Mary Locke Petermann | |
Birth Date: | 25 February 1908 |
Birth Place: | Laurium, Michigan, U.S. |
Death Place: | Philadelphia, Pennsylvania, U.S. |
Fields: | biochemistry |
Workplaces: | Memorial Sloan Kettering |
Alma Mater: | Smith College; A.B. in chemistry (1929); University of Wisconsin; Ph.D in physiological chemistry (1939) |
Known For: | isolation and characterization of ribosomes |
Awards: | Sloan Award for cancer research (1963); Garvan Medal from American Cancer Society (1966) |
Mary Locke Petermann (February 25, 1908 – December 13, 1975) was an American cellular biochemist known for her key role in the discovery and characterization of animal ribosomes, the molecular complexes that carry out protein synthesis.[1] She was the first woman to become a full professor at Cornell University's medical school.[2]
Mary Petermann was born February 25, 1908, in Laurium, Michigan, to Anna Mae Grierson and Albert Edward Petermann, general manager of the Calumet and Hecla Consolidated Copper Company in Calumet, Michigan.[3]
She attended Calumet High School and Massachusetts preparatory school, then graduated from Smith College in 1929 with high honors in chemistry. She then took a break from schooling, spending a year working at Yale University as a research technician, followed by four years researching acid-base imbalance in psychiatric patients at the Boston Psychopathic Hospital. She began doctoral studies in physiological chemistry at the University of Wisconsin in 1936. In 1939, she graduated with a Ph.D for thesis work on the role of the adrenal cortex in ion regulation.[4]
After receiving her doctorate, she stayed on at the University of Wisconsin. She became their physical chemistry department's first female chemist staff member and remained there as a postdoctoral researcher until 1945. At Wisconsin, she performed research on the physical chemistry of proteins with John Warren Williams and Alwin M. Pappenheimer, including analysis of antibody-antigen interactions, in particular those between diphtheria toxin and antitoxin.[5] Using ultracentrifugation, they showed that about 2/3 of the native diphtheria antitoxin (later determined to be the Fc portion of IgG) was "inactive" - it could be removed by protease treatment and the antitoxin could still bind two antigen molecules, so the binding sites must be close together.[6] Her research on antibodies contributed to Rodney Porter's determination of immunoglobulin structure, for which he received the 1972 Nobel Prize. She also studied human serum albumin for the National Defense Research Council's Committee on Medical Research during World War II, developing ways to purify albumin for use as a blood substitute.[7]
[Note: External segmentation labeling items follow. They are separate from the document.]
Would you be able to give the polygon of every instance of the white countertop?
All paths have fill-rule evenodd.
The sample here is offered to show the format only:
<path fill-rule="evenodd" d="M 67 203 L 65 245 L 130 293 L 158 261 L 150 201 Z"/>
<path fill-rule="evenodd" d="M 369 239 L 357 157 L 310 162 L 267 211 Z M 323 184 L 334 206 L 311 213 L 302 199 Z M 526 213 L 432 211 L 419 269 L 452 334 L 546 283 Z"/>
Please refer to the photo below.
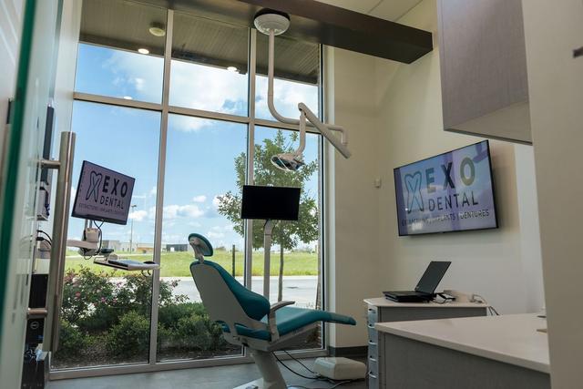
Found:
<path fill-rule="evenodd" d="M 397 302 L 387 299 L 386 297 L 374 297 L 373 299 L 364 299 L 364 302 L 375 307 L 388 308 L 487 308 L 487 304 L 482 302 L 447 302 L 443 304 L 438 302 Z"/>
<path fill-rule="evenodd" d="M 547 320 L 535 313 L 379 322 L 376 330 L 550 373 Z"/>

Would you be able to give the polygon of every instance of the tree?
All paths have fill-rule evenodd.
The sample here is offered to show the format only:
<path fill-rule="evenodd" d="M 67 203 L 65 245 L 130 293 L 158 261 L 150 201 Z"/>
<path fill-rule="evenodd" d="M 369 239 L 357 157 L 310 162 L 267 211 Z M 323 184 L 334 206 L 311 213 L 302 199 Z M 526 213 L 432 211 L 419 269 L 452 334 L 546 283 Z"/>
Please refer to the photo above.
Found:
<path fill-rule="evenodd" d="M 279 129 L 272 139 L 264 139 L 262 144 L 254 148 L 253 174 L 255 185 L 271 185 L 274 187 L 301 188 L 300 215 L 298 221 L 277 222 L 273 228 L 271 239 L 280 246 L 280 271 L 278 284 L 278 301 L 282 299 L 283 288 L 283 252 L 295 249 L 300 242 L 309 243 L 318 239 L 318 202 L 305 189 L 305 183 L 317 170 L 318 164 L 312 161 L 302 166 L 295 172 L 283 171 L 275 168 L 271 161 L 272 156 L 282 152 L 294 151 L 294 144 L 298 140 L 298 133 L 292 132 L 289 142 Z M 219 196 L 219 213 L 224 215 L 234 224 L 234 230 L 240 236 L 244 234 L 244 220 L 240 219 L 241 192 L 245 184 L 245 153 L 235 158 L 237 173 L 237 192 L 228 191 Z M 263 245 L 263 220 L 253 220 L 253 249 Z"/>

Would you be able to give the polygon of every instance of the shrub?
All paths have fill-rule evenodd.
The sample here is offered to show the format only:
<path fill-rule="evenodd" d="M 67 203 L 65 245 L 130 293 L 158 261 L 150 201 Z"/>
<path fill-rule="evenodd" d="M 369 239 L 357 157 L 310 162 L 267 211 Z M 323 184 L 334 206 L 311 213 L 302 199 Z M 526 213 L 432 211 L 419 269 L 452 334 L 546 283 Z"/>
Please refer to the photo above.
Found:
<path fill-rule="evenodd" d="M 59 343 L 56 351 L 57 357 L 76 357 L 84 351 L 87 340 L 79 329 L 71 325 L 66 320 L 61 320 L 61 327 L 59 329 Z"/>
<path fill-rule="evenodd" d="M 134 311 L 124 314 L 106 335 L 106 348 L 114 356 L 143 355 L 148 344 L 149 320 Z"/>

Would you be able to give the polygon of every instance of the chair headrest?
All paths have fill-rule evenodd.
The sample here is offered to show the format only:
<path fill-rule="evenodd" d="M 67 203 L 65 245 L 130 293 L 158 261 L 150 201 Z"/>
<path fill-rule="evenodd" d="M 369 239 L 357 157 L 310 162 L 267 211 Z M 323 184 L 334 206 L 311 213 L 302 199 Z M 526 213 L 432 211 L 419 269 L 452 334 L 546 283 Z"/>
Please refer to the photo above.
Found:
<path fill-rule="evenodd" d="M 212 245 L 207 238 L 198 233 L 189 235 L 189 243 L 194 250 L 194 256 L 200 262 L 204 261 L 204 257 L 212 256 Z"/>

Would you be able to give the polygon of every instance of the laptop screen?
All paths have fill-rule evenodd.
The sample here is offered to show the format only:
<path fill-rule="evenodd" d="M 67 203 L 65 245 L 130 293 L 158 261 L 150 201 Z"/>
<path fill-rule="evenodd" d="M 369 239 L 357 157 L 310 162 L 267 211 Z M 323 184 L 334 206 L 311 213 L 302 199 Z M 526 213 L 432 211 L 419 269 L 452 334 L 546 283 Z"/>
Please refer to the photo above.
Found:
<path fill-rule="evenodd" d="M 415 292 L 433 294 L 451 263 L 448 261 L 432 261 L 415 286 Z"/>

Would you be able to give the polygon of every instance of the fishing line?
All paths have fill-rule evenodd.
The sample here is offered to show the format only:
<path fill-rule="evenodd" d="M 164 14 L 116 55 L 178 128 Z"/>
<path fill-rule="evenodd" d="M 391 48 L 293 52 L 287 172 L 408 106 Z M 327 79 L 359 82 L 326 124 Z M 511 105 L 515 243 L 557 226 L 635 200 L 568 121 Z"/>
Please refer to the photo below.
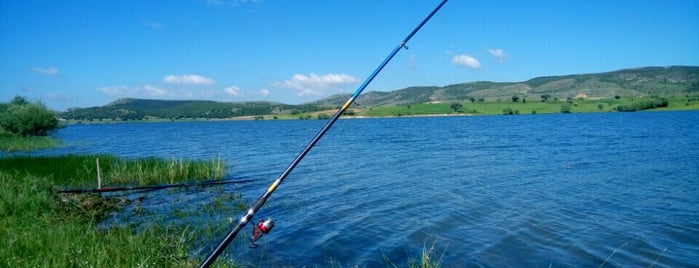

In 1945, she took a position as a chemist at Memorial Hospital in New York City, studying the role of plasma proteins in metastasis then went on to research the role of nucleoproteins in cancer at the newly-formed Sloan-Kettering Institute for cancer research in 1946. Initially a Finney-Howell Foundation fellow, she was promoted to an associate member in 1960 and a full member in 1963, Sloan-Kettering Institute's first female full member.
While at Sloan-Kettering, she also taught biochemistry at Cornell University's Sloan-Kettering Division of the Graduate School of Medical Sciences and became Cornell's first female full professor.
She received the Sloan Award for cancer research in 1963 and used the prize money to travel to Europe to perform lectures and work in the laboratory of Nobel laureate Arne Tiselius. In 1966, the American Chemical Society awarded her the Garvan Medal, a national honor given to women who have made exemplary contributions to chemistry.
She authored around 100 papers as well as a book, The Physical and Chemical Properties of Ribosomes (1964).
She retired from Cornell in 1973, then founded and served as the first president of the Memorial Sloan Kettering Cancer Association for Professional Women.
Petermann was the first person to isolate animal ribosomes, the sites of protein synthesis. In earlier work using cell fractionation to investigate the content of animal cells, Albert Claude found a pool of particles containing nucleic acids and proteins he termed "microsomes." Petermann found that these particles contained roughly equal amounts of RNA and protein but varied greatly in size.[8] To purify the components further, she used a technique called analytical ultracentrifugation to separate components of mouse spleen and liver homogenates based on their relative sedimentation velocity (related to their size).[9]
Later, electron microscopy by Philip Siekevitz and George Palade would show that the original "microsomes" were fragments of the endoplasmic reticulum, studded with ribosomes. Petermann had been able to isolate pure ribosomes because the high centrifugation velocities she used to sediment molecules in a high-density sugar solution spun off fragments of the endoplasmic reticulum. The small particles she isolated were named "Petermann's particles" before being formally named "ribosomes" at a Biophysical Society meeting in 1958. In addition to isolating ribosomes, she worked with Mary Hamilton to characterize their physical and chemical properties.
Petermann never married or had children. She died of cancer December 13, 1975, at the age of 67, at Philadelphia's American Oncologic Hospital. In 1976, the Educational Foundation of the Association for Women in Science named a graduate scholarship in her honor.